Song (Stephen) Yi
Assistant Professor of Oncology
Director of Bioinformatics, Developmental Therapeutics Lab
LiveSTRONG Cancer Institutes and Dell Medical School
University of Texas at Austin
Seminar Information
In the past decade, genome and exome sequencing projects have identified thousands of genetic variants in patients across a large number of Mendelian disorders, complex traits and cancer types. However, the explosion of genomic information has left many fundamental questions regarding genotype-phenotype relationships unresolved. One critical challenge is to distinguish causal disease mutations from non-pathogenic polymorphisms. Even when causal mutations are identified, the functional consequence of such mutations is often elusive. The absence of efficient high-throughput analyses of disease variants has therefore created a bottleneck in understanding the underlying disease mechanisms. We show that genes and gene products do not function in isolation but interact with each other as components of complex interactome networks of various macromolecules (DNA, RNA or proteins) and metabolites. In this seminar, I describe a systematic ”fucntional variomics” approach to investigate genetic variant-specific effects on molecular interactions at large scale across diverse human diseases. Remarkably, in comparison to non-disease polymorphisms, disease mutations are more likely to associate with interaction perturbations. I will present the extent to which and how single-nucleotide disease mutations cause protein interaction alterations. We have been able to find different mutations of the same gene give rise to different interaction profiles, accounting for distinct disease outcomes. We recently characterized RNA splicing alterations caused by patient-specific mutations, and revealed an interaction perturbation landscape in cancer. Together, we provide unprecedented evidence for widespread interaction-specific perturbations across a broad spectrum of human diseases. Our approach is insightful in prioritizing disease-causing variants, and uncovering patient mutation-specific disease mechanisms at a base-pair resolution, a critical step towards personalized precision medicine.

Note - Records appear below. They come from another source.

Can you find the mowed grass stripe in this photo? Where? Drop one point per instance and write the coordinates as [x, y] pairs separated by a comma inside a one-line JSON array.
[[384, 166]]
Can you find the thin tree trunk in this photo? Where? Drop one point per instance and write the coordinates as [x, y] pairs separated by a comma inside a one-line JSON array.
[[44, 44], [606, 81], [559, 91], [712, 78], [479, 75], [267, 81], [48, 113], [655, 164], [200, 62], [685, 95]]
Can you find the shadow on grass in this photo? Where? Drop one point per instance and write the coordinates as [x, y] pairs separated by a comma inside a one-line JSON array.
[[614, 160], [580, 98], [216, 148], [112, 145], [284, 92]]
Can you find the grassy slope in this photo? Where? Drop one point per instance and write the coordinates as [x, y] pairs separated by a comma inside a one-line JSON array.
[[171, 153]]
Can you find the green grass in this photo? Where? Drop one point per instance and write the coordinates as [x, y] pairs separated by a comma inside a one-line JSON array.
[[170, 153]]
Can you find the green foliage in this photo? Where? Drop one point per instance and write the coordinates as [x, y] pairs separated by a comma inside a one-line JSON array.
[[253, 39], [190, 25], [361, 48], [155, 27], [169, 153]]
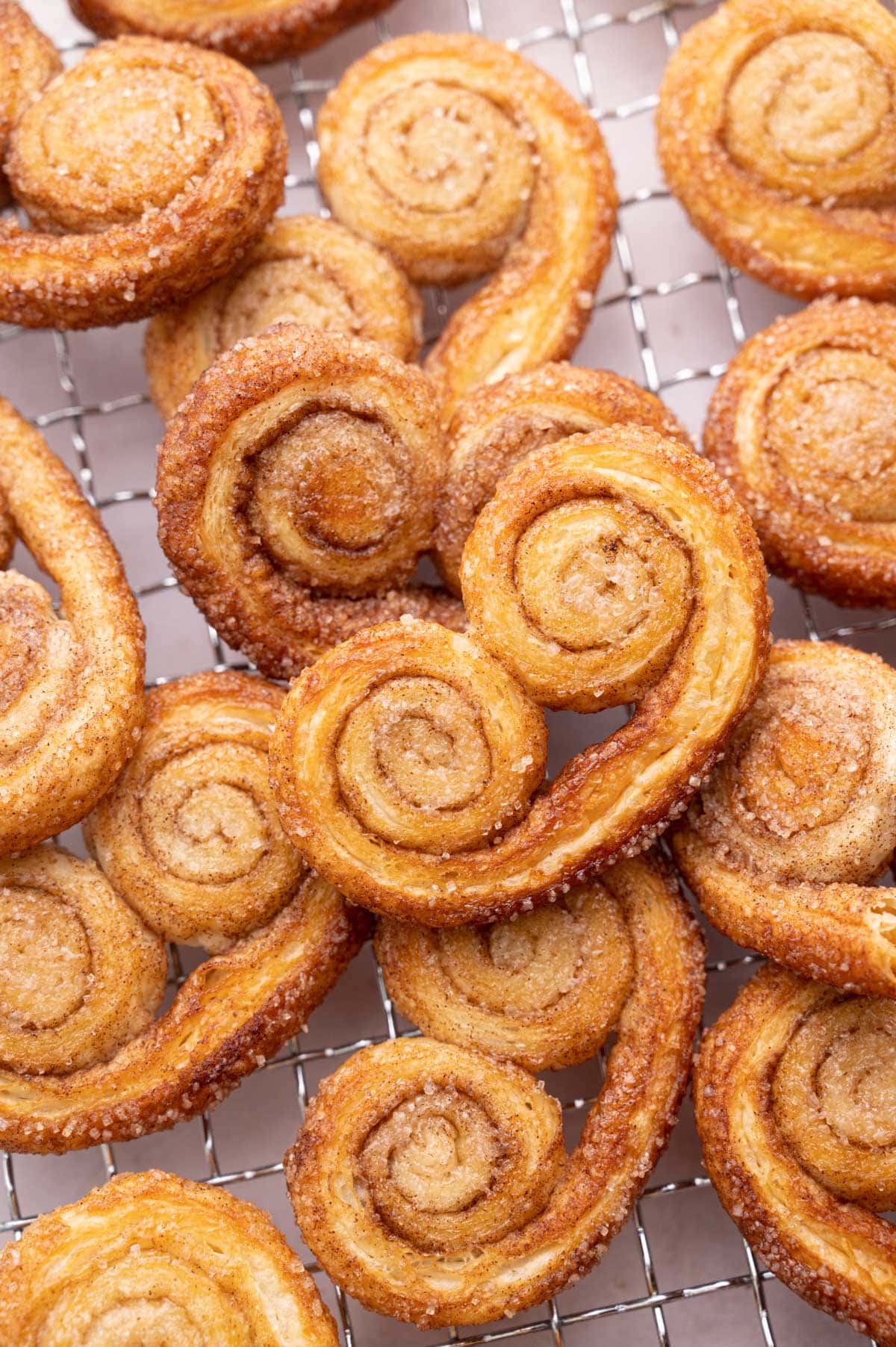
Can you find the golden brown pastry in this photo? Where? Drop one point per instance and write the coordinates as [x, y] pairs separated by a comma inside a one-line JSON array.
[[27, 61], [499, 425], [82, 1060], [296, 491], [462, 158], [154, 1260], [147, 170], [70, 682], [802, 425], [251, 30], [609, 567], [542, 990], [778, 134], [189, 833], [80, 974], [794, 1097], [799, 819], [303, 270], [430, 1180]]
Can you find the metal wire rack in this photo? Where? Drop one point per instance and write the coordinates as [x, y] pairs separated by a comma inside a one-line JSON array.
[[674, 1283]]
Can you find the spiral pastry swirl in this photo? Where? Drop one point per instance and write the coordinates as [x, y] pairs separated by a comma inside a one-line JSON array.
[[778, 134], [155, 1260], [189, 833], [609, 567], [461, 158], [255, 31], [70, 685], [28, 62], [231, 1013], [296, 491], [794, 1095], [80, 974], [542, 990], [147, 170], [799, 819], [499, 425], [303, 270], [802, 427], [430, 1179]]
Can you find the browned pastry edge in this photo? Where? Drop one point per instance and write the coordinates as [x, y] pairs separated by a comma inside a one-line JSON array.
[[287, 28], [497, 425], [190, 1058], [624, 1134], [833, 1253], [165, 256], [298, 623], [30, 61], [812, 544], [785, 240], [182, 343], [149, 1258]]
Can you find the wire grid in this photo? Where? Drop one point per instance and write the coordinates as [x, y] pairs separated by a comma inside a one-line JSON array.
[[294, 1059]]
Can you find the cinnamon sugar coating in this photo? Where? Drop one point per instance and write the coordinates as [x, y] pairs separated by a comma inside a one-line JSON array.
[[461, 158], [777, 130], [70, 682], [542, 990], [802, 425], [152, 1258], [147, 170], [28, 60], [189, 834], [407, 762], [229, 1015], [480, 1213], [296, 491], [799, 819], [303, 270], [255, 31], [795, 1097], [499, 425]]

Dr. Song (Stephen) Yi is an Assistant Professor of Oncology and Director of Bioinformatics, Developmental Therapeutics Lab, at LiveSTRONG Cancer Institutes and Dell Medical School of The University of Texas at Austin. He is a joint faculty member at the MD Anderson Cancer Center. He is also an affiliated faculty with Department of Biomedical Engineering, and Institute of Cellular and Molecular Biology. Dr. Yi has received multiple academic honors and awards, including the NIH/NCI Transition Career Development Award and Dean’s Distinguished Dissertation Award. Dr. Yi received his undergraduate’s degree from Peking University, and doctoral degree from University of Iowa. He completed a postdoctoral fellowship at Harvard Medical School with Susan Lindquist and Marc Vidal. As a faculty member, Dr. Yi’s laboratory is productive and well-funded. Using his new ‘functional variomics’ and systems network biology platforms, Dr. Yi’s lab combines computational and experimental expertise to build a quantitative understanding of molecular interactome networks in disease. Currently, Dr. Yi’s research interests include cancer signaling, tumor immunology and evolution, synthetic lethality and drug resistance, next-gen sequencing analysis and multi-omics network biology. He is also dedicated in constantly developing new technologies to address these questions.